New to Skiing - the nightmare
After years of avoiding the lure of skiing (including a 5 year stay in Canada), I went ahead and booked tickets to Davos this past weekend. I went with my husband, who has skiied before. He insisted that I didn't need lessons and, well, who am I to know? (I'll tell you, NOT a skiier).
I am not a fan of snow. Or cold. I always abhorred the concept of clunky equipment and being strapped or secure into something that impedes a quick getaway. Like skis.
But, I wanted to try ski ing (and still do) because it looks thrilling and I like adrenaline.
So we went and my husband showed me how to move about in my skis some, and then we set off to the lift (a pulley pommel thing). I didn't understand the lift mechanism, where to put my behind, hands, feet (I mean skis) and I panicked. Became a blubbering mess. The lift operator was purring something soothing and so was my husband so I went ahead and got on the thing.

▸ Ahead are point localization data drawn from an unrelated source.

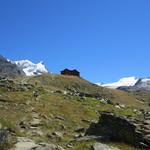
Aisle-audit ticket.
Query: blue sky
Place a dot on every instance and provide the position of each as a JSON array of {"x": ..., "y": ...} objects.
[{"x": 104, "y": 39}]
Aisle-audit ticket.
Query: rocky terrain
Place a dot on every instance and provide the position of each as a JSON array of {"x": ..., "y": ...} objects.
[{"x": 60, "y": 112}]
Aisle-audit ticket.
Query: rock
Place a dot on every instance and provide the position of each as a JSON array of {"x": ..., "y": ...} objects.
[
  {"x": 128, "y": 130},
  {"x": 80, "y": 129},
  {"x": 0, "y": 126},
  {"x": 55, "y": 135},
  {"x": 28, "y": 144},
  {"x": 24, "y": 125},
  {"x": 100, "y": 146},
  {"x": 92, "y": 137},
  {"x": 4, "y": 134},
  {"x": 60, "y": 118},
  {"x": 45, "y": 146},
  {"x": 25, "y": 144}
]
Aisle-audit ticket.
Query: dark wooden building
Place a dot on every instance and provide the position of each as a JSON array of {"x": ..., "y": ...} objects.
[{"x": 70, "y": 72}]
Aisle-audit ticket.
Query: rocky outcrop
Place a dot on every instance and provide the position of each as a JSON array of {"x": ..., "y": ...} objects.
[
  {"x": 28, "y": 144},
  {"x": 133, "y": 131}
]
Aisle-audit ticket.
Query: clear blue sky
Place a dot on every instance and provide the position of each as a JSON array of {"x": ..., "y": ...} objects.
[{"x": 104, "y": 39}]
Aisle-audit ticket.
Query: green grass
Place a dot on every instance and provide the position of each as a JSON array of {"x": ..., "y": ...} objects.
[{"x": 72, "y": 108}]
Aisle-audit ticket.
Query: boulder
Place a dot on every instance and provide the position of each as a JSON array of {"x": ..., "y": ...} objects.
[{"x": 100, "y": 146}]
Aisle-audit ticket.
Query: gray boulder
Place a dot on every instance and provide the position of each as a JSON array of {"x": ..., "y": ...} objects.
[{"x": 100, "y": 146}]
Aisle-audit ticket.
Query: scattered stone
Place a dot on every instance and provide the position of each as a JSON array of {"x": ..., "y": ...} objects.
[
  {"x": 80, "y": 129},
  {"x": 28, "y": 144},
  {"x": 60, "y": 118},
  {"x": 55, "y": 135},
  {"x": 129, "y": 130},
  {"x": 100, "y": 146},
  {"x": 92, "y": 137}
]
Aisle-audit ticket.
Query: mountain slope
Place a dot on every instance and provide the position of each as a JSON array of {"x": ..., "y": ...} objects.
[
  {"x": 78, "y": 85},
  {"x": 128, "y": 81},
  {"x": 30, "y": 68},
  {"x": 9, "y": 69}
]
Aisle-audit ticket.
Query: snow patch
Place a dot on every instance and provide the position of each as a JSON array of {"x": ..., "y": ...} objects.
[
  {"x": 31, "y": 69},
  {"x": 128, "y": 81}
]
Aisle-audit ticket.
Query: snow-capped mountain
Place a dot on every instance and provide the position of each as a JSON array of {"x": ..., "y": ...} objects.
[
  {"x": 31, "y": 69},
  {"x": 124, "y": 82},
  {"x": 142, "y": 84}
]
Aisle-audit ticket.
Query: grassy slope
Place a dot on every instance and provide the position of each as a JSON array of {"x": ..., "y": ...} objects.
[
  {"x": 18, "y": 106},
  {"x": 61, "y": 82}
]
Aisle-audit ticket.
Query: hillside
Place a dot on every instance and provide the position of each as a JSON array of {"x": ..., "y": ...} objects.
[
  {"x": 63, "y": 110},
  {"x": 9, "y": 69}
]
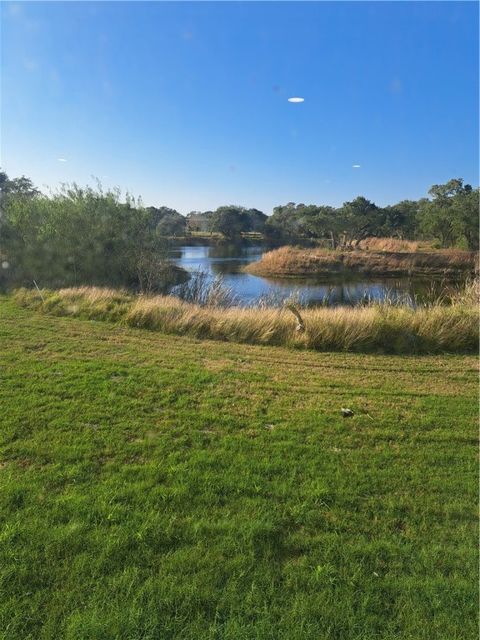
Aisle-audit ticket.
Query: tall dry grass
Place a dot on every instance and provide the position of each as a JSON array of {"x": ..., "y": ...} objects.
[
  {"x": 393, "y": 244},
  {"x": 291, "y": 261},
  {"x": 382, "y": 328}
]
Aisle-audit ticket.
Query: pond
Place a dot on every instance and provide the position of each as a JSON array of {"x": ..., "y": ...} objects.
[{"x": 227, "y": 260}]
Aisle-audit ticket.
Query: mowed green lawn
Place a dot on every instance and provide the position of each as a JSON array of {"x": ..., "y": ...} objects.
[{"x": 157, "y": 487}]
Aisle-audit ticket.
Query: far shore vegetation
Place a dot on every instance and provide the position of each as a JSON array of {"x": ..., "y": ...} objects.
[
  {"x": 85, "y": 236},
  {"x": 290, "y": 261}
]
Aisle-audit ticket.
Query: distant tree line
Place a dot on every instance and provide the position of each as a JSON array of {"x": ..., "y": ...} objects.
[
  {"x": 449, "y": 216},
  {"x": 90, "y": 236}
]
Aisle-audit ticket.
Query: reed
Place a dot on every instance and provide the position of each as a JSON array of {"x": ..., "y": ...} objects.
[
  {"x": 384, "y": 327},
  {"x": 291, "y": 261}
]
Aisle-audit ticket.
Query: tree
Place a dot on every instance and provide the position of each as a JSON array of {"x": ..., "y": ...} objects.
[
  {"x": 83, "y": 236},
  {"x": 167, "y": 222},
  {"x": 400, "y": 220},
  {"x": 359, "y": 219},
  {"x": 451, "y": 214},
  {"x": 257, "y": 220},
  {"x": 231, "y": 221}
]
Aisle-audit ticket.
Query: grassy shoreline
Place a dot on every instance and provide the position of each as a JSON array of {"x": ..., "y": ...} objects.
[
  {"x": 381, "y": 328},
  {"x": 154, "y": 486},
  {"x": 291, "y": 261}
]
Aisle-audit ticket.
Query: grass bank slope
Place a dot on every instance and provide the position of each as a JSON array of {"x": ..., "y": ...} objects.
[
  {"x": 155, "y": 487},
  {"x": 376, "y": 328},
  {"x": 291, "y": 261}
]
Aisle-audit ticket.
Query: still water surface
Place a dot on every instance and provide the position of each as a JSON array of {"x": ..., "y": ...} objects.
[{"x": 227, "y": 260}]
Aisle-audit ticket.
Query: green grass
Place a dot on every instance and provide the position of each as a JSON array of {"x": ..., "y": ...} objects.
[{"x": 157, "y": 487}]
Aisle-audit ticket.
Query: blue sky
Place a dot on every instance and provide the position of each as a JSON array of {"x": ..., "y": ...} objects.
[{"x": 185, "y": 103}]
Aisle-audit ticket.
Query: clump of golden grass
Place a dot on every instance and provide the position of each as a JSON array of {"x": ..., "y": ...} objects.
[
  {"x": 290, "y": 261},
  {"x": 392, "y": 244},
  {"x": 376, "y": 328}
]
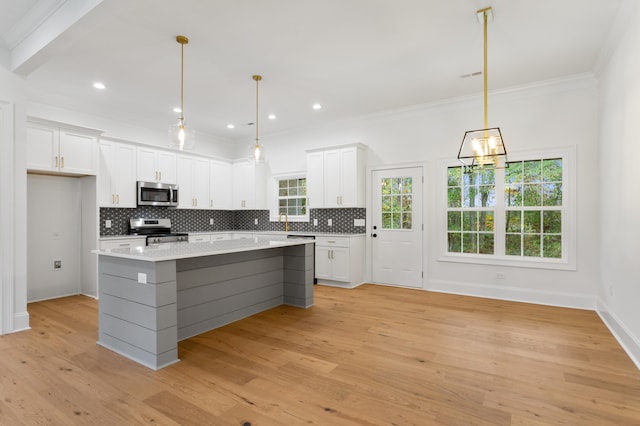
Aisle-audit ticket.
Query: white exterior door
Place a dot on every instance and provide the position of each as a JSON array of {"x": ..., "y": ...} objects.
[{"x": 396, "y": 227}]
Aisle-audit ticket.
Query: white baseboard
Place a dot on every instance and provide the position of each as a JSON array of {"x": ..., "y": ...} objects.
[
  {"x": 629, "y": 342},
  {"x": 21, "y": 322},
  {"x": 564, "y": 300}
]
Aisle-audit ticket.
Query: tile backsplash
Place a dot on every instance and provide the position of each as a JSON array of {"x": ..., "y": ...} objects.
[{"x": 187, "y": 220}]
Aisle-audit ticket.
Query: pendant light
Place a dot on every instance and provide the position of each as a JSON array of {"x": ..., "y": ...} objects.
[
  {"x": 484, "y": 147},
  {"x": 257, "y": 150},
  {"x": 180, "y": 136}
]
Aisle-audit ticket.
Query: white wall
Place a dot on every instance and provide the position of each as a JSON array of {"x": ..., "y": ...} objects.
[
  {"x": 54, "y": 219},
  {"x": 13, "y": 238},
  {"x": 619, "y": 290},
  {"x": 205, "y": 144},
  {"x": 549, "y": 115}
]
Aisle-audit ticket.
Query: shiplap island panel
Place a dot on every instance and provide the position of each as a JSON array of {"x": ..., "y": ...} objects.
[{"x": 152, "y": 297}]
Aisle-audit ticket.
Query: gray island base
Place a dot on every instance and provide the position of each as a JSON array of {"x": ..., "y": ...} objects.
[{"x": 152, "y": 297}]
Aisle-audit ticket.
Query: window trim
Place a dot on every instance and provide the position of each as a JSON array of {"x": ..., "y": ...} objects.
[
  {"x": 273, "y": 197},
  {"x": 569, "y": 219}
]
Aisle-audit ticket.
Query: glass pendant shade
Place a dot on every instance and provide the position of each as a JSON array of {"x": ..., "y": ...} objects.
[
  {"x": 257, "y": 154},
  {"x": 181, "y": 136},
  {"x": 256, "y": 150},
  {"x": 483, "y": 148}
]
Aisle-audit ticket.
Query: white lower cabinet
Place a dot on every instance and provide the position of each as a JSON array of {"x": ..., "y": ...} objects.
[{"x": 340, "y": 260}]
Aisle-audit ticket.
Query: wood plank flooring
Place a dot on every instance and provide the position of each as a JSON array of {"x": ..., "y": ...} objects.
[{"x": 369, "y": 356}]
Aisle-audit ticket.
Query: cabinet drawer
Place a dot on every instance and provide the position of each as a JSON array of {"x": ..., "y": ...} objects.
[
  {"x": 124, "y": 243},
  {"x": 332, "y": 241}
]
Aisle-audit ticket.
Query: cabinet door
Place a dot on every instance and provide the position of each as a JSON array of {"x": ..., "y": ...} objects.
[
  {"x": 315, "y": 180},
  {"x": 332, "y": 178},
  {"x": 220, "y": 185},
  {"x": 146, "y": 161},
  {"x": 243, "y": 195},
  {"x": 77, "y": 153},
  {"x": 42, "y": 147},
  {"x": 349, "y": 177},
  {"x": 340, "y": 264},
  {"x": 106, "y": 196},
  {"x": 323, "y": 262},
  {"x": 185, "y": 178},
  {"x": 166, "y": 165},
  {"x": 200, "y": 182},
  {"x": 124, "y": 178}
]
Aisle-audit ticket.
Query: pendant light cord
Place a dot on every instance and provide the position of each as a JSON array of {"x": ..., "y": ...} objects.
[
  {"x": 486, "y": 77},
  {"x": 182, "y": 83}
]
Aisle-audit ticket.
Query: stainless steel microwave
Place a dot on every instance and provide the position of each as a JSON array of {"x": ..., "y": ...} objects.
[{"x": 157, "y": 194}]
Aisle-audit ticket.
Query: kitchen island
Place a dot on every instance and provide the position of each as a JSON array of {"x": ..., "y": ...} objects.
[{"x": 152, "y": 297}]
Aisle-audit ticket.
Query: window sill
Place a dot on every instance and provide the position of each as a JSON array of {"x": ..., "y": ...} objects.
[{"x": 533, "y": 263}]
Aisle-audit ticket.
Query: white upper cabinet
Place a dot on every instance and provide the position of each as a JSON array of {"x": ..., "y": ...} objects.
[
  {"x": 220, "y": 185},
  {"x": 117, "y": 175},
  {"x": 193, "y": 182},
  {"x": 315, "y": 179},
  {"x": 156, "y": 165},
  {"x": 336, "y": 177},
  {"x": 53, "y": 148},
  {"x": 249, "y": 186}
]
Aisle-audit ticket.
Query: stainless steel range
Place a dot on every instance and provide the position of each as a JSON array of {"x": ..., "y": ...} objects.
[{"x": 158, "y": 231}]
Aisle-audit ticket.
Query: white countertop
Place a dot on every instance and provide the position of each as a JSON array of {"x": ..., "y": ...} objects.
[{"x": 161, "y": 252}]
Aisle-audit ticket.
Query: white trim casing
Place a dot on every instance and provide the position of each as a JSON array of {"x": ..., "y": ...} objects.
[
  {"x": 7, "y": 234},
  {"x": 569, "y": 220},
  {"x": 629, "y": 342}
]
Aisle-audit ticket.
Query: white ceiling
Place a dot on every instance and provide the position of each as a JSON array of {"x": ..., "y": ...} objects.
[{"x": 355, "y": 57}]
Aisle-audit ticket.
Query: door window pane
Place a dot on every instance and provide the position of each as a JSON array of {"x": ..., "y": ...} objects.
[{"x": 396, "y": 200}]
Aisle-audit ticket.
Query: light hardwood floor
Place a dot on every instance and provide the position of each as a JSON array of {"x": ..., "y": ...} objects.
[{"x": 369, "y": 356}]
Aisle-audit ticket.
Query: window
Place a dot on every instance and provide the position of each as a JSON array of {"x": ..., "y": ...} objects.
[
  {"x": 471, "y": 200},
  {"x": 292, "y": 197},
  {"x": 533, "y": 208},
  {"x": 512, "y": 216}
]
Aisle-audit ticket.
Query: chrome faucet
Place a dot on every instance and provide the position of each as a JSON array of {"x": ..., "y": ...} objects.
[{"x": 286, "y": 221}]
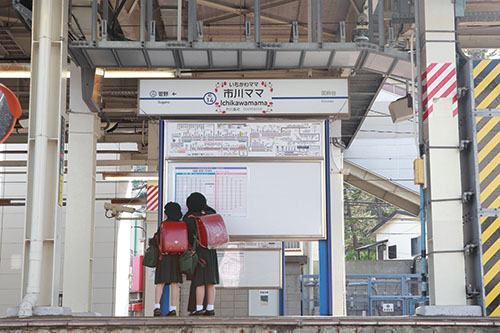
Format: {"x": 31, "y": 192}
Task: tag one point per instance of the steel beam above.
{"x": 447, "y": 285}
{"x": 191, "y": 20}
{"x": 257, "y": 21}
{"x": 47, "y": 104}
{"x": 80, "y": 202}
{"x": 381, "y": 25}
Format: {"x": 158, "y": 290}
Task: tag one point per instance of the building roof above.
{"x": 389, "y": 218}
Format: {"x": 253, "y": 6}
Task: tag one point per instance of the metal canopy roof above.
{"x": 238, "y": 56}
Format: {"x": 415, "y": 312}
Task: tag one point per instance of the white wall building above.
{"x": 401, "y": 231}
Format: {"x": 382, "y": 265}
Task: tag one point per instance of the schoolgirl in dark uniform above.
{"x": 204, "y": 278}
{"x": 167, "y": 270}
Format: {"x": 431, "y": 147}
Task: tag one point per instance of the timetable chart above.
{"x": 226, "y": 188}
{"x": 269, "y": 139}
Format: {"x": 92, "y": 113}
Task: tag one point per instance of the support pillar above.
{"x": 79, "y": 230}
{"x": 337, "y": 223}
{"x": 440, "y": 127}
{"x": 151, "y": 223}
{"x": 47, "y": 104}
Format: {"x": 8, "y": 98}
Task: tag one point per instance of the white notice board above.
{"x": 262, "y": 97}
{"x": 259, "y": 201}
{"x": 249, "y": 268}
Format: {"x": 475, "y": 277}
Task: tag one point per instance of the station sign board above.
{"x": 258, "y": 97}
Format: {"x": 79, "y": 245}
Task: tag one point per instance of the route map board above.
{"x": 269, "y": 139}
{"x": 263, "y": 201}
{"x": 250, "y": 269}
{"x": 224, "y": 187}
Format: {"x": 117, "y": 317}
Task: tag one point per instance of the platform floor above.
{"x": 250, "y": 324}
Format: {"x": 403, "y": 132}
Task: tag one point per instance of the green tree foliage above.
{"x": 362, "y": 212}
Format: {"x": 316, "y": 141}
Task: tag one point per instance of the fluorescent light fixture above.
{"x": 129, "y": 176}
{"x": 108, "y": 74}
{"x": 15, "y": 74}
{"x": 20, "y": 74}
{"x": 139, "y": 74}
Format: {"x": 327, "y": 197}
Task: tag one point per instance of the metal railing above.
{"x": 381, "y": 294}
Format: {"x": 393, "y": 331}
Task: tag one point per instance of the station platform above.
{"x": 251, "y": 324}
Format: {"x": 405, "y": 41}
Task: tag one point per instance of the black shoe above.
{"x": 197, "y": 313}
{"x": 171, "y": 313}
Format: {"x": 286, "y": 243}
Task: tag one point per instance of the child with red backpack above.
{"x": 167, "y": 270}
{"x": 204, "y": 278}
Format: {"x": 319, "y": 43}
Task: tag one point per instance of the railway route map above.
{"x": 269, "y": 139}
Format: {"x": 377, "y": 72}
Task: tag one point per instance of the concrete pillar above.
{"x": 47, "y": 104}
{"x": 123, "y": 246}
{"x": 337, "y": 224}
{"x": 443, "y": 192}
{"x": 79, "y": 230}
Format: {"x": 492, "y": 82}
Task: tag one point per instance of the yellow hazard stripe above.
{"x": 487, "y": 80}
{"x": 487, "y": 128}
{"x": 496, "y": 312}
{"x": 489, "y": 168}
{"x": 495, "y": 183}
{"x": 488, "y": 276}
{"x": 491, "y": 251}
{"x": 488, "y": 147}
{"x": 494, "y": 204}
{"x": 490, "y": 98}
{"x": 480, "y": 66}
{"x": 491, "y": 230}
{"x": 492, "y": 294}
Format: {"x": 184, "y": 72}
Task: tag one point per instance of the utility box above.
{"x": 263, "y": 302}
{"x": 419, "y": 171}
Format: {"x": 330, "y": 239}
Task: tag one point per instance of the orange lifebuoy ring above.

So scared of falling off, or getting up there and not being able to come down.
So I get on this...thing with my husband and, I don't know what happened, but I FELL OFF, at the correct destination, but I FELL. Awful. I was at that point scared AND really embarassed.
So I pick myself up, sort of and my husband says something about going "over there", and points to some indistinct spot on the slope to our right. I am terrified of the midget ski whizzes zooming by and I don't understand the directive so I refuse to budge. I don't know how to turn on skis at this point. I only know how to sidestep and "pizza" and "french fry".
So my husband wearily suggests I turn around ( I am facing the slope laterally) 180. Still not sure why. But I do, like the spectacular beginner that I am, and I fall on my ass again.
I don't know how to fall in skis nor do I know how to GET UP in them. So, after wiggling about and whimpering some, I manage to take the damn things off and *walk* a heartbreaking walk of shame down the slope.
Of course, my husband and I are both very upset by this point. And I am hating the skis so much and they must have known, because after taking them off and leaning them against the wall, they slid and whacked my on the side of the head.
Do you guys think there is hope for me? I am 27.
Do I need a lesson?
Can all that harm (the fear, the falling, the failure) associated with my first time be undone? (don't smirk)
What did I do wrong? Technically?
Any advice is really appreciated. I am not ready to give up but I am thinking about sneaking away to Flumserberg on a weekday to learn on my own. And with a paid instructor. Unbeknownst to some.